その姿があまりにも真面目で、ジェイドは笑いを堪えるのに必死だった。
「うー……分かりました。その代わり、ちゃんと教えてくださいよ。」
「はい。では…ユウさん、手を繋いでください。あ、普通の手繋ぎではなく、指を絡め合う物ですよ。」
「え…?まぁ…はい…どうぞ。」
ジェイドは隣に座り、ユウの手を優しく取った。
手袋越しの温もりが互いに伝わり合い、指を絡めたその感触は、穏やかでどこか照れくさかった。
「さて、僕の本命が誰か…ですよね?」
「は、はい。」
ジェイドはユウの手を包み込むように握り、まっすぐにその瞳を見つめた。
「あなたです。」
「え……?」
「僕の本命は、あなたですよ。」
世界が静止したかのような感覚が、ユウを包む。
言葉が理解できないまま、ただ、ジェイドの言葉だけが胸の奥に響いていた。
「えっ……ッ!」
「アズールもフロイドも、僕にとって大切な友人であり、兄弟です。

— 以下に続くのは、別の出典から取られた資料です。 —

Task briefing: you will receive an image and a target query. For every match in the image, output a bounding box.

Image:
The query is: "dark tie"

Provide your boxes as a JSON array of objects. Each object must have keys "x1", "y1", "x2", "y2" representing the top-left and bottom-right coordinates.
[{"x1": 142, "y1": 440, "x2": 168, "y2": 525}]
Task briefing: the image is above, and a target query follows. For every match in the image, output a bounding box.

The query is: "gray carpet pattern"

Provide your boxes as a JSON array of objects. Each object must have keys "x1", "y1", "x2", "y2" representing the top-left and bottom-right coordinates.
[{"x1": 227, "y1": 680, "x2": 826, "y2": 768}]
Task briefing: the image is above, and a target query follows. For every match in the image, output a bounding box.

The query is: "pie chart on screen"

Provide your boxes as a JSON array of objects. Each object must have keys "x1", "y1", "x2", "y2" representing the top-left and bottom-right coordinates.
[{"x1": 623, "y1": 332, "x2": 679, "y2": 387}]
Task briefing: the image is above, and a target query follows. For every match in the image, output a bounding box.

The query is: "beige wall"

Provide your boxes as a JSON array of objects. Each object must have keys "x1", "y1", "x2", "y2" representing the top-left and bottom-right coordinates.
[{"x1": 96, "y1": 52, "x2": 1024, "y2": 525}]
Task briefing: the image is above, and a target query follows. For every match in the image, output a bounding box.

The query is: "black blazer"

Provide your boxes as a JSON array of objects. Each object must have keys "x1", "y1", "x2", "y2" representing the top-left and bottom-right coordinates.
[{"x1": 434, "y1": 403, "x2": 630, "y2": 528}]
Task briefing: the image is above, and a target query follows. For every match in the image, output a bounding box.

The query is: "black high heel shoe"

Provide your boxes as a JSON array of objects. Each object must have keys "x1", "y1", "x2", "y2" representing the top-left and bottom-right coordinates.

僕が恋人として選ぶなら、ユウさん。あなたしかいません。」
ジェイドの声はどこまでも優しく、嘘の無いものだった。
ユウの頬はみるみる赤く染まり、目元には羞恥と戸惑いが浮かぶ。
「ふふっ。誤解が解けたようで、何よりです。」
「……え……でも、でも……。」
「まだ、信じません?」
「……少しだけ、信じそうです……。」
「では、信じてもらえるように、これから証明しますよ、ユウさん。」
その言葉に込められた甘さと優しさに、ユウの心は静かに揺れていた――。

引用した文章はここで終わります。